When the applause died down a little, Vice President Blackford's wife went on, "You know the Democrats never would have passed a bill like that, or like the one that gives workers the right to take leave without pay if there's a baby in the family or someone takes sick and then get their jobs back. They were in power from 1884 to 1920, and they still behave as though it's 1884."
That drew not only applause but whoops of laughter. It also fit in very well with what Chester had been thinking not long before. Flora Blackford continued, "And we tried to give you old-age insurance, too. We tried hard. But we couldn't quite manage that, because the Democrats had enough men in the Senate to tie up the bill with a filibuster. We've got to elect more Socialists. Friends, comrades, the presidency is important, but it's not enough, not by itself. We have to fight the forces of reaction wherever we find them. That's what the class struggle is all about."
It wasn't how Martin imagined the class struggle. He took the phrase literally. He'd broken enough heads in his time to have reason to take it literally. He'd taken his lumps, too; the real problem with the class struggle was that the capitalists and their lackeys fought back hard. But the idea of carrying the struggle even to the halls of Congress held a powerful appeal for him.

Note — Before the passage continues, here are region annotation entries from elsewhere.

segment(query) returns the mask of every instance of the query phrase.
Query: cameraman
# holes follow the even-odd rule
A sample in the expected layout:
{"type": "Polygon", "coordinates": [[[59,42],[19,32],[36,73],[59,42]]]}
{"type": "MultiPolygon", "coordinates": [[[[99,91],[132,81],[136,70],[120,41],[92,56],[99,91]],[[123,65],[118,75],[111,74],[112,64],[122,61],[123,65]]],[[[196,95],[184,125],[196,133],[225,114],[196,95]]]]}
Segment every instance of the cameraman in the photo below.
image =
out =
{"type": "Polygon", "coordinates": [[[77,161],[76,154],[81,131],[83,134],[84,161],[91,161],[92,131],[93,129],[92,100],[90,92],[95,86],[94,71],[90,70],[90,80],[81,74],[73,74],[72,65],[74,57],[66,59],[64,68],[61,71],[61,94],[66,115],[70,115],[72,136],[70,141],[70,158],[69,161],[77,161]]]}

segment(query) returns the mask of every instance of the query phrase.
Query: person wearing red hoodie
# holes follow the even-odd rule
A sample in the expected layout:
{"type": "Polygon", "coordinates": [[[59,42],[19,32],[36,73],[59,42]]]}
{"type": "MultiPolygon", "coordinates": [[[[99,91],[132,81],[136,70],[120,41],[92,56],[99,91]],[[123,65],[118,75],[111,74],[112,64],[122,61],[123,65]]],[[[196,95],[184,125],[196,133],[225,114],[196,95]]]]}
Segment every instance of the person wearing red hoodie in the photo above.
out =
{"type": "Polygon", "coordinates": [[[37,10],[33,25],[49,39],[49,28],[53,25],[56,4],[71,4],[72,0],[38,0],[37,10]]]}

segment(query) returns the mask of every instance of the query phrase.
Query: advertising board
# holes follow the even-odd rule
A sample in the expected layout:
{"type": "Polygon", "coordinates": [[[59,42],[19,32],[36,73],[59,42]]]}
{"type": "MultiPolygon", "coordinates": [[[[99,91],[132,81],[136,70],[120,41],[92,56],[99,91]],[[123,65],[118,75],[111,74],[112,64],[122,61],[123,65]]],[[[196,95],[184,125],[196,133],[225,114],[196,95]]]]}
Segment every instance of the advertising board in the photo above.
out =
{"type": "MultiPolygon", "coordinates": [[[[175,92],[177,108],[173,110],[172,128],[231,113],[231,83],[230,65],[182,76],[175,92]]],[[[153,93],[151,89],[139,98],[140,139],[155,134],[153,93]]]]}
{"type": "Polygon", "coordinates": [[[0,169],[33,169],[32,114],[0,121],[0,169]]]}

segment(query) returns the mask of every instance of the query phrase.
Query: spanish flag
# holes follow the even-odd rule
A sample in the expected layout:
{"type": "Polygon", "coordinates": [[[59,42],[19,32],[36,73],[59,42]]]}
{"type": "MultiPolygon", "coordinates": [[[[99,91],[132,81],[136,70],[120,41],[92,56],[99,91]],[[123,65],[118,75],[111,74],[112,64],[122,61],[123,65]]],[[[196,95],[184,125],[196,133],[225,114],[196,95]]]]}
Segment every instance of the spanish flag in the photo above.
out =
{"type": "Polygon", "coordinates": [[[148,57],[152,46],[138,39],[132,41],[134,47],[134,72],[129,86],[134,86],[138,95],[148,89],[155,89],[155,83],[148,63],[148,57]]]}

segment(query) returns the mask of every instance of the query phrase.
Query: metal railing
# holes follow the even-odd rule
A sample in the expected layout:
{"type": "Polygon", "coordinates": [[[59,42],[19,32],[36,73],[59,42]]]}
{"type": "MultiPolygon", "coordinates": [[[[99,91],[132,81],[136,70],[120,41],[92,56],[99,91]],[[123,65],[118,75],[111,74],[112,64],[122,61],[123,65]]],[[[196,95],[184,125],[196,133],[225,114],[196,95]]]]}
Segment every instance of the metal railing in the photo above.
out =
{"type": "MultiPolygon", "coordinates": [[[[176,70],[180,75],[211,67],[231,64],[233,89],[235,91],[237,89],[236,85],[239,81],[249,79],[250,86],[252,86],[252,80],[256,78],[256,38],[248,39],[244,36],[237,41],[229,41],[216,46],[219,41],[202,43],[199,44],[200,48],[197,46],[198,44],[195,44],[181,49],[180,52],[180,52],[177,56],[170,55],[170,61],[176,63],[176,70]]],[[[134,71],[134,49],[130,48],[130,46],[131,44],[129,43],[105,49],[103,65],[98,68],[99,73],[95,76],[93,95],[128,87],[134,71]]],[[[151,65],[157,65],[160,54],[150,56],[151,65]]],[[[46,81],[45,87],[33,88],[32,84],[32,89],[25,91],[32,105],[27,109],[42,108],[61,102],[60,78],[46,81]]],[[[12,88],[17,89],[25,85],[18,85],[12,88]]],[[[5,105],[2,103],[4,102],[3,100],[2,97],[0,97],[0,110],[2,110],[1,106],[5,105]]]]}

"We don't need the enormous Army and Navy we had before the Great War, the Army and Navy that ate up so much money and so much of our industry," Flora said. "We've won the war. Now we can enjoy what we won. Factories can make goods for people, not for killing. We can spend our wealth on what we need, not on battleships and machine guns and barrels. We've fought our neighbors too many times. We can work toward living at peace with them now."
That drew more loud cheers. Chester joined in them, but more than a little halfheartedly. This was the part of the Socialist platform that still graveled him. Still, Flora Blackford expressed it well. Maybe the 1920s were so prosperous because less money was going into weapons and fortifications and more into people's pockets. Maybe.